Two Tracks

Two Tracks

After meeting with shippers and freight carriers across continents and across modes over the first part of 2011, it seems clearer than ever these two sides of the shipping equation share one very clear strategic conclusion as a result of the downturn. Both sides have two very distinctive types of business relationships in the business.

That was spelled out clearly by Schneider National Chairman Chris Lofgren, who told an industry meeting early this year that the truckload carrier has two distinct sets of customers: strategic customers who establish long-term contracts that include tailored services and shared performance goals, and “transactional customers” who may have contract terms but generally take space as it’s available in the day-to-day market.

That was remarkably close to the view of the market described by ocean container line CMA CGM last week at an industry conference in London, where Senior Vice President Nicolas Sartini described a strategy aimed at the highest end of the maritime market.

“The primary concern for shippers is that the supply chain works,” Sartini told Containerisation International’s Global Liner Shipping Conference, outlining an attempt to build long-term relationships with commitments between shippers and carriers running in both directions. “What we are trying to address is the needs of the larger customers, which are more and more important in the major trades,” he said. “This is because they are more and more concerned with managing their own sourcing.”
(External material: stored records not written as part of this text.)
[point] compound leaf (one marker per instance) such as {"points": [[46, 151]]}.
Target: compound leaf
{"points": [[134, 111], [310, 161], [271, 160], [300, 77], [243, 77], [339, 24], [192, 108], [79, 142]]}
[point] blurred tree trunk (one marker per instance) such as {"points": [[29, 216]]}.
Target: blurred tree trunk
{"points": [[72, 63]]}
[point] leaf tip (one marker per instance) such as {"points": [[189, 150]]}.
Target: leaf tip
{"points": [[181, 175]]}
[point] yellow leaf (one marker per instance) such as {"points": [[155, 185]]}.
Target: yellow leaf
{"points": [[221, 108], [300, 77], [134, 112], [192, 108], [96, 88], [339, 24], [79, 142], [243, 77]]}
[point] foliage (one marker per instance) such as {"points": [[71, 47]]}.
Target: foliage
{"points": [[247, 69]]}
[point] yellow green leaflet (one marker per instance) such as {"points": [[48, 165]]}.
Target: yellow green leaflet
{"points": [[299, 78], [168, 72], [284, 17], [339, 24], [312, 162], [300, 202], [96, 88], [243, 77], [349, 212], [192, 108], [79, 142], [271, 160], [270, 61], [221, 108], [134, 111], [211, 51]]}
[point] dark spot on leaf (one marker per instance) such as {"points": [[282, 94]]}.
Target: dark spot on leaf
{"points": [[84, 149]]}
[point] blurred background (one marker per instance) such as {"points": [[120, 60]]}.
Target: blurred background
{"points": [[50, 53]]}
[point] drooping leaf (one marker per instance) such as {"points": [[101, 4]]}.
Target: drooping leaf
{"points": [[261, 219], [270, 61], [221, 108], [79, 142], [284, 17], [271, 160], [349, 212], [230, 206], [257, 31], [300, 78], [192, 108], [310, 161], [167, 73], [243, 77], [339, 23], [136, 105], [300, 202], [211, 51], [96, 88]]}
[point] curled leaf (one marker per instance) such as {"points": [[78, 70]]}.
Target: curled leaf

Sartini was almost pleading for attention to the approach, and it’s easy to understand why. CMA CGM, the world’s third-largest container ship operator, came as close to demise as any major carrier during the downturn, at least as far as outsiders can tell because the company is closely held. The carrier’s finances turned around starting in late 2009, and Sartini hints at its underlying strategy.

“Our policy was to discriminate among shippers,” Sartini said. “Those who honored their commitments were protected at all times. Some shippers who were more opportunistic regarding the market, those are transactional customers.”

There certainly were no complaints from shippers at the London event about treating different customers in different ways. In fact, two tracks for customer-carrier relationships seem just fine with them.

After measuring customer service carriers provide to his exporting members, Peter Friedmann, executive director of the Agriculture Transportation Coalition, said at the London event that his shipper members understood “there will be some carriers that rank low — you book with them and you pray. But there is a place for them. Those are the carriers that may or may not make a call when they say, but when you need 30 containers carried and the other carrier you prefer has no space because they manage their capacity so closely they have no excess, the other carrier is the one who will be able to take your shipment.

“We’re saying shippers are willing to pay more for better service. And I’m willing to applaud a carrier who says they are not going to invest in customer service. There’s a place for that, too.”

It sounds like many shippers and carriers have come out on the other side of the downturn with very similar conclusions.